No querrás ver a un gorila enorme llorar

Por Jazmín Lozada

Ayer soñé con las tortugas ninja y con King Kong.

     Pero este King Kong, mi King Kong, había evolucionado a través de diversas sustancias, al principio su cuerpo era como el oro fundido, después algo parecido al titanio, pero al final ya solo era una maraña gigantesca de fuerza. Y, por supuesto, los humanos lo querían matar. Él quería escapar, pero todas las fronteras estaban ocupadas; con sus poderosos sentidos percibía las guerras alrededor del mundo y sintiéndose culpable y sintiéndose tonto, dedujo que su única opción era escapar del planeta. Por esa razón utilizaba al Empire State como una escalera para largarse de aquí.

     Yo era Miguel Ángel, una de las cuatro tortugas ninja y trataba de cuidarlo, traducir ambos lenguajes y fungir como mediador entre los dos para convencerlos que King Kong no quería hacerles daño, y convencerlo a él, que los hombres no lo culpaban de las guerras. Sin embargo, al mirarme en el reflejo de mi espada deduje que, por mi apariencia no humana, no me harían caso. Y así fue.

     Con el poco valor ninja que me quedaba, me paré frente al gran ejército de diminutos hombres que nos estaban rodeando y les exigí que no lo mataran. Todo fue en vano, qué ingenuo fui al pensar que me harían caso, qué ingenuos fueron al pensar que podían matarlo.

     Entonces, una figura con uniforme militar se me acercó y pronunció, con una voz muy parecida a la de mi sensei, algo que no consigo olvidar: ¿Por qué no matar eso que nos destruye? Miré atrás, y el miedo que tenía King Kong había destruido la ciudad.

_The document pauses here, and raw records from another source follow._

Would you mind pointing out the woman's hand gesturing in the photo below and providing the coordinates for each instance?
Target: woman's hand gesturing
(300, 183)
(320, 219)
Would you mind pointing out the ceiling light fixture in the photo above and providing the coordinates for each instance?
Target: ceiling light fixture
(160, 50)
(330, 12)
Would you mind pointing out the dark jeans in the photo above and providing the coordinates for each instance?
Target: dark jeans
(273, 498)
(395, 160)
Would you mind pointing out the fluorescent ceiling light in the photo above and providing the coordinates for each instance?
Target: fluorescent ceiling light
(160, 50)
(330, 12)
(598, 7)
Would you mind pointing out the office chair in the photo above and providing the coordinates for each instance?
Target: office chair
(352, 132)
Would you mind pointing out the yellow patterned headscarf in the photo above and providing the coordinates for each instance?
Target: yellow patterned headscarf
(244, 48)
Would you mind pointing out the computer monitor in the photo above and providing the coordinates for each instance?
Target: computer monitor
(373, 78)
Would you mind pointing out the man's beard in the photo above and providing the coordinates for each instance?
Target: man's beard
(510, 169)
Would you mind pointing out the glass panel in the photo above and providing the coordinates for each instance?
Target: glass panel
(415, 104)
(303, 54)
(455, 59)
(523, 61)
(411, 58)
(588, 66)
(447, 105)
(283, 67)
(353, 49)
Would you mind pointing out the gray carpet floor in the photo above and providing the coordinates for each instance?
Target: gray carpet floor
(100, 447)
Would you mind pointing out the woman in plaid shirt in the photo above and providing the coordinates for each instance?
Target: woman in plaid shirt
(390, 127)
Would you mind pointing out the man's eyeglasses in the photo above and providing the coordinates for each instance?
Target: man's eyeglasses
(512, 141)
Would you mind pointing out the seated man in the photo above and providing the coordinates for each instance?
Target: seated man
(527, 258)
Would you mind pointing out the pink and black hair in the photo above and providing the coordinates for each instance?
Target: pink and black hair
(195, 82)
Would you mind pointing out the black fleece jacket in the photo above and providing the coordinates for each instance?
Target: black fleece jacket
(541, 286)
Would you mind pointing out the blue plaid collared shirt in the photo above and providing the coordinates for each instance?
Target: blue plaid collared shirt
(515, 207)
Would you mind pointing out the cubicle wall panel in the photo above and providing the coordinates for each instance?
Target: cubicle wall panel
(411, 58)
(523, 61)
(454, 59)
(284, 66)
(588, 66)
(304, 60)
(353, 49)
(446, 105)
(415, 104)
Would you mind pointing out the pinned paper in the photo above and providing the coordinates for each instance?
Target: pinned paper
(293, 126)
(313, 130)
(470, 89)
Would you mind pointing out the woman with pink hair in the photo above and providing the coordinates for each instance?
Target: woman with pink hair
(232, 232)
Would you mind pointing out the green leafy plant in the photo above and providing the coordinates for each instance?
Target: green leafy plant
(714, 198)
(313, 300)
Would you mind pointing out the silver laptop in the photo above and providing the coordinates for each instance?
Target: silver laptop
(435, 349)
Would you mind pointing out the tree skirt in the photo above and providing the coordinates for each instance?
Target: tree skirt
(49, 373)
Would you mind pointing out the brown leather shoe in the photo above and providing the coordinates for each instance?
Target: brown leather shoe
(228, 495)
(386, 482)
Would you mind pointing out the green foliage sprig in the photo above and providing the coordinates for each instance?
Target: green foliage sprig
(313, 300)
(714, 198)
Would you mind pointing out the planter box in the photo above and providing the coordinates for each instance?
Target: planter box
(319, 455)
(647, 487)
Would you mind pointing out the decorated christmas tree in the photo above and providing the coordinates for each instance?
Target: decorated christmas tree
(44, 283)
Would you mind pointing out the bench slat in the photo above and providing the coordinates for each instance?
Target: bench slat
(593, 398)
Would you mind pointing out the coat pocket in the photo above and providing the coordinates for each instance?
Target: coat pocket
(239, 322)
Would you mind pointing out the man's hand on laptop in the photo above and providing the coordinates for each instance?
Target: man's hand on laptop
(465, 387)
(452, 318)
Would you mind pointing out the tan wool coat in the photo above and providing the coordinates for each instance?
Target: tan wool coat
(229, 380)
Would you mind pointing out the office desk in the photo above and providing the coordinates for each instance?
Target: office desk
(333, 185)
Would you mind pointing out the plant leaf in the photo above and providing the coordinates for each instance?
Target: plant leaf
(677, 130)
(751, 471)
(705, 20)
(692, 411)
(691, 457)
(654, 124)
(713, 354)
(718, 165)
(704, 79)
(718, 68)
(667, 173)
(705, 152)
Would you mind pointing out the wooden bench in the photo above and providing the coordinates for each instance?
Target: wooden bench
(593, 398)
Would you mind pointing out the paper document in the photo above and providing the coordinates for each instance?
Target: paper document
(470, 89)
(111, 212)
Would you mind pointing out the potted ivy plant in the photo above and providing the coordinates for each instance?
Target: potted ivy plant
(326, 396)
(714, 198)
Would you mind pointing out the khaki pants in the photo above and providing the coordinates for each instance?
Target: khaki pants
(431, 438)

    Algún cobarde debió dispararme por la espalda, lo sé porque desperté en mi cama. Pronto me dio sueño y me dormí pensando en mi respuesta que le daría al viejo soldado. Al volver, lejos de encontrarme en ese mismo instante del que me arrancaron, me encontré en una ciudad envuelta en humo y ceniza. El llanto de King Kong se escuchaba lejos, pero de un momento a otro me encontré frente a él. Estaba llorando, y te lo aseguro: no querrás ver a un gorila enorme llorar.